When trying to load a page through htmlUnit
I always get a 301 error
, even though the exact same page loads fine in a browser.
The code giving me the error is
public String getPage(String url) {
try {
WebClient webClient = new WebClient(BrowserVersion.CHROME);
webClient.getOptions().setJavaScriptEnabled(false);
webClient.getOptions().setRedirectEnabled(false);
webClient.getOptions().setUseInsecureSSL(true);
webClient.getOptions().setThrowExceptionOnFailingStatusCode(false);
webClient.getOptions().setThrowExceptionOnScriptError(false);
// webClient.getOptions().setTimeout();
final HtmlPage page = webClient.getPage(url);
return page.asText();
} catch (IOException ex) {
Logger.getLogger(Worker.class.getName()).log(Level.SEVERE, null, ex);
} catch (FailingHttpStatusCodeException ex) {
Logger.getLogger(Worker.class.getName()).log(Level.SEVERE, null, ex);
}
return null;
}
Where url
is http://www.instagram.com/name
(also tried https, same error)
The error returned is
> Jul 20, 2015 1:52:20 PM com.gargoylesoftware.htmlunit.WebClient
> printContentIfNecessary INFO: statusCode=[301] contentType=[text/html]

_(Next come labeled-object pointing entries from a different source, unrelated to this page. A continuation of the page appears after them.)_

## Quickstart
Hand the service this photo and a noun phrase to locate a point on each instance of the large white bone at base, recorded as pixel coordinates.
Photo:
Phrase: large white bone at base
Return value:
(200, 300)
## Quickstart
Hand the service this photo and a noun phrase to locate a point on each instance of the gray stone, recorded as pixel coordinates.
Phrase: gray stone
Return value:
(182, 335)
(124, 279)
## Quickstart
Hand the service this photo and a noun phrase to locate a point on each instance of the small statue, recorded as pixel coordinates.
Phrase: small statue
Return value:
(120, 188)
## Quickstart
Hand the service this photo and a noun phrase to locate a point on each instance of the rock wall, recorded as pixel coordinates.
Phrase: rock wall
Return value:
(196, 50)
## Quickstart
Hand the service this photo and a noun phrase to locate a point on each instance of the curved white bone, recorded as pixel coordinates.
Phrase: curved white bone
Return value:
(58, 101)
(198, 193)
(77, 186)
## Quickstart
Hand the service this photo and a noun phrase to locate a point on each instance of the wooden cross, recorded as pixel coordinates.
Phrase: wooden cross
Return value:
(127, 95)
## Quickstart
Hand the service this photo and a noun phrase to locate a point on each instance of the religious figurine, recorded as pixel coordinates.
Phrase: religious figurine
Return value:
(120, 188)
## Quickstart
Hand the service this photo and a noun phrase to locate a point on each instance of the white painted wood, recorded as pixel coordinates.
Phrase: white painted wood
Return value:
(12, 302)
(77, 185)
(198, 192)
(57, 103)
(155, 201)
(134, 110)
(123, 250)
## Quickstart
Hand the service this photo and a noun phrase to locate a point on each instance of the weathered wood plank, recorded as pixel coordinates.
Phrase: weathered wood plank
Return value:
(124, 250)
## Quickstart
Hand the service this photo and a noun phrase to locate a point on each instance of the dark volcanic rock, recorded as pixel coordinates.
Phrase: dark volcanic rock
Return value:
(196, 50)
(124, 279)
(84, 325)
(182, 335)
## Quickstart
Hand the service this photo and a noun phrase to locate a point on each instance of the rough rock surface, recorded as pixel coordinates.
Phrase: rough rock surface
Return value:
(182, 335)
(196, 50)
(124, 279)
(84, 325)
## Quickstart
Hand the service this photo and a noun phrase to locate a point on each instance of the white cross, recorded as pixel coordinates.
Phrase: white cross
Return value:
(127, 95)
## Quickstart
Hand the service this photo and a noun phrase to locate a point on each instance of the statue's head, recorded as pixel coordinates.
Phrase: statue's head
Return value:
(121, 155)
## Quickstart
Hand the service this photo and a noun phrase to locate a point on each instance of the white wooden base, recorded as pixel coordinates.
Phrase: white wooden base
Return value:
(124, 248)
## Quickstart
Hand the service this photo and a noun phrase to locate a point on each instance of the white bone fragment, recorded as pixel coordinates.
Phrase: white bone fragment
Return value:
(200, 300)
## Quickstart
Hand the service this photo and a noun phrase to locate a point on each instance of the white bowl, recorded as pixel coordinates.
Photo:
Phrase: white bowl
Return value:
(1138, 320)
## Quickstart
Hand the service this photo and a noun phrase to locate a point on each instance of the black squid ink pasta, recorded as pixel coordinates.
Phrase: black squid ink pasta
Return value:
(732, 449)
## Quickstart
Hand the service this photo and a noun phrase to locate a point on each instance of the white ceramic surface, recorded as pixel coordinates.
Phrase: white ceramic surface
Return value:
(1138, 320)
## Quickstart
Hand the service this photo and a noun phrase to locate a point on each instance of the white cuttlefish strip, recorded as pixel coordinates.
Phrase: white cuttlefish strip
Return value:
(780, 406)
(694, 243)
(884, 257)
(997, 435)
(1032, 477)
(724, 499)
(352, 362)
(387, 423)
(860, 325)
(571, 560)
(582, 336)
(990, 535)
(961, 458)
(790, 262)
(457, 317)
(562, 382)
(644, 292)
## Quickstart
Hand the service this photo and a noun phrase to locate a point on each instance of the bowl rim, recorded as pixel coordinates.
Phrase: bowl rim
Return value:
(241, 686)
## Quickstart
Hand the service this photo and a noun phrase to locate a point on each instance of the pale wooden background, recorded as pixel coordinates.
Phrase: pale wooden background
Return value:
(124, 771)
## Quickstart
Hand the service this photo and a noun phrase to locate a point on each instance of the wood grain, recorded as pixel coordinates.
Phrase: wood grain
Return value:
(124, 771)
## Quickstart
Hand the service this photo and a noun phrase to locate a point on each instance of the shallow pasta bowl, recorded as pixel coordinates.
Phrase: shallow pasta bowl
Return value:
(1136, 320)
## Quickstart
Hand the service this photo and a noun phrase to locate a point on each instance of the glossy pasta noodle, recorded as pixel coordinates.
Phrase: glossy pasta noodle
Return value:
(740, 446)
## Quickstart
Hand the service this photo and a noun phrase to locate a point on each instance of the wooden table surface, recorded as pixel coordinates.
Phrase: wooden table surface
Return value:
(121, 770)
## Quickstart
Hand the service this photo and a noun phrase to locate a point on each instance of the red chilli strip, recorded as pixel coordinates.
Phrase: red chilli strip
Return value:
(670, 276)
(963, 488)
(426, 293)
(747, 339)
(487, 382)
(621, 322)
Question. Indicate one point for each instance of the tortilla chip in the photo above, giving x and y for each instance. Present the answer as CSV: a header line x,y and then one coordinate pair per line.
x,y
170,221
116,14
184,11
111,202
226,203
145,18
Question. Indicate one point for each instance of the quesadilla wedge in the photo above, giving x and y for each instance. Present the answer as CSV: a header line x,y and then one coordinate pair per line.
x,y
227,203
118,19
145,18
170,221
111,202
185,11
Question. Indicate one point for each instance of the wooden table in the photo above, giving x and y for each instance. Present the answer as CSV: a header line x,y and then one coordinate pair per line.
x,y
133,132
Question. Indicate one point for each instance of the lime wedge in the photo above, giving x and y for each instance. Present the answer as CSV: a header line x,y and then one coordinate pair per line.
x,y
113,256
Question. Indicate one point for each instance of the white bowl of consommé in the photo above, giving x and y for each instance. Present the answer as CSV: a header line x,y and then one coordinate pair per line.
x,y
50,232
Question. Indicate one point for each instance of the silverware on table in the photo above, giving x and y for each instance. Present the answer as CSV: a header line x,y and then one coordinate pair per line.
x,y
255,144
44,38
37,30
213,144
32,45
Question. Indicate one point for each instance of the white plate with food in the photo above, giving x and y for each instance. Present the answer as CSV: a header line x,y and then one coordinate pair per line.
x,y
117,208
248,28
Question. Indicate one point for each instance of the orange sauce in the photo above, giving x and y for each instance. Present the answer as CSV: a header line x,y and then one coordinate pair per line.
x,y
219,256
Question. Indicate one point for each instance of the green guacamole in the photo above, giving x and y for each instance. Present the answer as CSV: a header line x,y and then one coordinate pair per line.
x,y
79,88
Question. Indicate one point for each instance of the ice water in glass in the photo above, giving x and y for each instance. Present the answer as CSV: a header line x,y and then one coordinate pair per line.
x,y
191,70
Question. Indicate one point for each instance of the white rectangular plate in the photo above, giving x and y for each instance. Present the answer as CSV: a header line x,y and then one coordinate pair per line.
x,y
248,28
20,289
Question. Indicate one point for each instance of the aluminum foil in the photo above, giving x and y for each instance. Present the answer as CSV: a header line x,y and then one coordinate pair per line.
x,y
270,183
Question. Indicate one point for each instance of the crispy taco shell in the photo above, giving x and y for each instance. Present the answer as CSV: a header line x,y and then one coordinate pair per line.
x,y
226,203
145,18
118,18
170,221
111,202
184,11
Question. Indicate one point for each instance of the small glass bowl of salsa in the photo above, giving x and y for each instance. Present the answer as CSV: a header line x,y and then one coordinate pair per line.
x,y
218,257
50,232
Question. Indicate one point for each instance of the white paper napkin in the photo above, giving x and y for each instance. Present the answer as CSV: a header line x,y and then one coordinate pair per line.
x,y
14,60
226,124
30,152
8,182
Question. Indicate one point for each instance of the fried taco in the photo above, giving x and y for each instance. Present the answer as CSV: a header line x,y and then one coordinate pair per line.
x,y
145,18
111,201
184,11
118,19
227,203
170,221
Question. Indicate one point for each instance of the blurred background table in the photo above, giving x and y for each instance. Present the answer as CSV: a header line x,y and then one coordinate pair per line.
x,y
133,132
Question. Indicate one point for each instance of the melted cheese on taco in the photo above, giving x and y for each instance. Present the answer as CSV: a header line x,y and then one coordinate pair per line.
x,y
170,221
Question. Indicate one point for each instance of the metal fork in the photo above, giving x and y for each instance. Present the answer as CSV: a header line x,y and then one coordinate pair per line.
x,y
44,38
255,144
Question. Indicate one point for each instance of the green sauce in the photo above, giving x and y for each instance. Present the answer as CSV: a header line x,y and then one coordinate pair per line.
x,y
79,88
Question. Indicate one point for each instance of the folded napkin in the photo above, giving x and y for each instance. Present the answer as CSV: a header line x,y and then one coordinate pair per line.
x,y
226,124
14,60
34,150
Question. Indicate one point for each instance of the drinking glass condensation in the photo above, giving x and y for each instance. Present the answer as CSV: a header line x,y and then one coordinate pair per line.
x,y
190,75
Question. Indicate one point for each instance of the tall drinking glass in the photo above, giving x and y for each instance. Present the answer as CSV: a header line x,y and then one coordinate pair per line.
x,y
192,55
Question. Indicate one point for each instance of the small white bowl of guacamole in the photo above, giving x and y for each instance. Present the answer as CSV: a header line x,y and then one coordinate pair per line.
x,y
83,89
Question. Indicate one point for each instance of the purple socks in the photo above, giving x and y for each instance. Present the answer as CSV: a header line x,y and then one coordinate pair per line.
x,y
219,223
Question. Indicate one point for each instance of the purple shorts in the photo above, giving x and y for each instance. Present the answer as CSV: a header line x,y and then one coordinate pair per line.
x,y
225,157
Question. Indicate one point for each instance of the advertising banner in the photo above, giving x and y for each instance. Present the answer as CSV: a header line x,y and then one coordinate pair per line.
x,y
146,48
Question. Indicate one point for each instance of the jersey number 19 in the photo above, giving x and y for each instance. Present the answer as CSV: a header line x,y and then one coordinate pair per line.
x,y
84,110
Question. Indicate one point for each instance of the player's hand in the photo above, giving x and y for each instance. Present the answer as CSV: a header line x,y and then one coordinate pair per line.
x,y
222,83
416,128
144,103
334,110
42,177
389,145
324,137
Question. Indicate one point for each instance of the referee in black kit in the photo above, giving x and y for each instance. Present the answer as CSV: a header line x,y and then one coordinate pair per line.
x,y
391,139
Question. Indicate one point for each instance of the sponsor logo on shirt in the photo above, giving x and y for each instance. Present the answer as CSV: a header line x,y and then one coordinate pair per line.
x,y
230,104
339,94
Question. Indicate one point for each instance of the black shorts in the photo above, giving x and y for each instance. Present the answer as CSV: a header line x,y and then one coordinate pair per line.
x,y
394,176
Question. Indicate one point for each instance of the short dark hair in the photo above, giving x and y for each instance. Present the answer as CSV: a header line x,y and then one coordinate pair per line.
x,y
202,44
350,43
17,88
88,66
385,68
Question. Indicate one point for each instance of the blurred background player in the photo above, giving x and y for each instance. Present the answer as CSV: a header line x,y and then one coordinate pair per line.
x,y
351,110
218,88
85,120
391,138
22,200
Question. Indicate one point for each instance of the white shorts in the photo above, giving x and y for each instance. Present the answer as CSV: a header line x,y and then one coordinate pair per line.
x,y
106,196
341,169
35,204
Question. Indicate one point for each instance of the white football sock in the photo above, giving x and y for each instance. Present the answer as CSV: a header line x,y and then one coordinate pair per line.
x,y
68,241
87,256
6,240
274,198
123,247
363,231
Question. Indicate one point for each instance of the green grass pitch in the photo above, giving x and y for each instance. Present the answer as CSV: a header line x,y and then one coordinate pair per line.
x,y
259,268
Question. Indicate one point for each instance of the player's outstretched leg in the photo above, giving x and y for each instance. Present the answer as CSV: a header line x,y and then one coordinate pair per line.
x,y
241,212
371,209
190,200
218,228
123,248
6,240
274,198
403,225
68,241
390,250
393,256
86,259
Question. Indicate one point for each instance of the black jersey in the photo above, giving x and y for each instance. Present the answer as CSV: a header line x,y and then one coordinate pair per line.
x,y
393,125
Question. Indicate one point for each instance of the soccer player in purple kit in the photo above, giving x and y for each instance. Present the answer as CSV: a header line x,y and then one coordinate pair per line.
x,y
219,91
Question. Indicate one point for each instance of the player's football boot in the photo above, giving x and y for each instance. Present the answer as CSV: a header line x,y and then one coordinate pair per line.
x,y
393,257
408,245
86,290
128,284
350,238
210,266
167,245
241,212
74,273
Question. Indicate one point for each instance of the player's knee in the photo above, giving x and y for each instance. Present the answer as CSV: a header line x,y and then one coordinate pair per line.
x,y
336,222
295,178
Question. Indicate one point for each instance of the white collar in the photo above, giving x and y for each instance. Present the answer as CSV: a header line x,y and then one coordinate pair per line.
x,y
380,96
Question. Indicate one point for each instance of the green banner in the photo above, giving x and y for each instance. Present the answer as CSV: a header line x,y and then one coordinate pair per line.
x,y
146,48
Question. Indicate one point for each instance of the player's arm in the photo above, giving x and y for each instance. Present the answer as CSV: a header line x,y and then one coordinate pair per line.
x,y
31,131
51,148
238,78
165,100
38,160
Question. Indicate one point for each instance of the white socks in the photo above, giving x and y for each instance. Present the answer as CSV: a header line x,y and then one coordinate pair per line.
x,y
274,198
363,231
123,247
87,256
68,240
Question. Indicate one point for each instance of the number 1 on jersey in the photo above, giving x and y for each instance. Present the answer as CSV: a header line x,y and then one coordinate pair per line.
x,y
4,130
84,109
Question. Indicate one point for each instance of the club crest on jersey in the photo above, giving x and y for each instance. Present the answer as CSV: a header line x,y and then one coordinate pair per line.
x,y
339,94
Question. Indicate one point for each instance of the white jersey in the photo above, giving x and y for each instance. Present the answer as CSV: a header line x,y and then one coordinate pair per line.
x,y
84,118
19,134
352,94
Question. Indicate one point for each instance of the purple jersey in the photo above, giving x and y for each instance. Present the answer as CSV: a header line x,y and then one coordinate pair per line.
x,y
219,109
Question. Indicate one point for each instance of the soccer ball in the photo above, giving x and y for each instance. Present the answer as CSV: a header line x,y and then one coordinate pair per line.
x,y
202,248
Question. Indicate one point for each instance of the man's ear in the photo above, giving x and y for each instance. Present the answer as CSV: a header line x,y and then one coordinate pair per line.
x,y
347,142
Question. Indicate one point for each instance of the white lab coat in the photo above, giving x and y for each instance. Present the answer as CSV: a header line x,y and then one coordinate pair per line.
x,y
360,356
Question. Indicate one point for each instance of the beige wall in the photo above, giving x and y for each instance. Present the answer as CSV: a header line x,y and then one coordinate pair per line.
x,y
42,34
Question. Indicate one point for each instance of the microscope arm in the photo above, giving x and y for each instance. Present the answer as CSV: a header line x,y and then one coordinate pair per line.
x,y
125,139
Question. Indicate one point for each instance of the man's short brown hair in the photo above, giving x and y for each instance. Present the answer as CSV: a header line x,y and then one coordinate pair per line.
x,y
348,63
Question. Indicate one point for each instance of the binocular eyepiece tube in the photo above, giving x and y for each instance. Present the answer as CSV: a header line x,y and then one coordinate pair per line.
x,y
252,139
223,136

> Jul 20, 2015 1:52:20 PM com.gargoylesoftware.htmlunit.WebClient
> printContentIfNecessary INFO: <html> <head><title>301 Moved
> Permanently</title></head> <body bgcolor="white"> <center><h1>301
> Moved Permanently</h1></center> <hr><center>nginx</center> </body>
> </html>
However, when from my browser I go to http://www.instagram.com/name, it loads up fine. I've heard Jsoup
may be useful for what I want to do (getting the text of a page) but I'm more familiar with htmlUnit
. If you have a fix for my code, or an alternative method then I'd be happy to try it.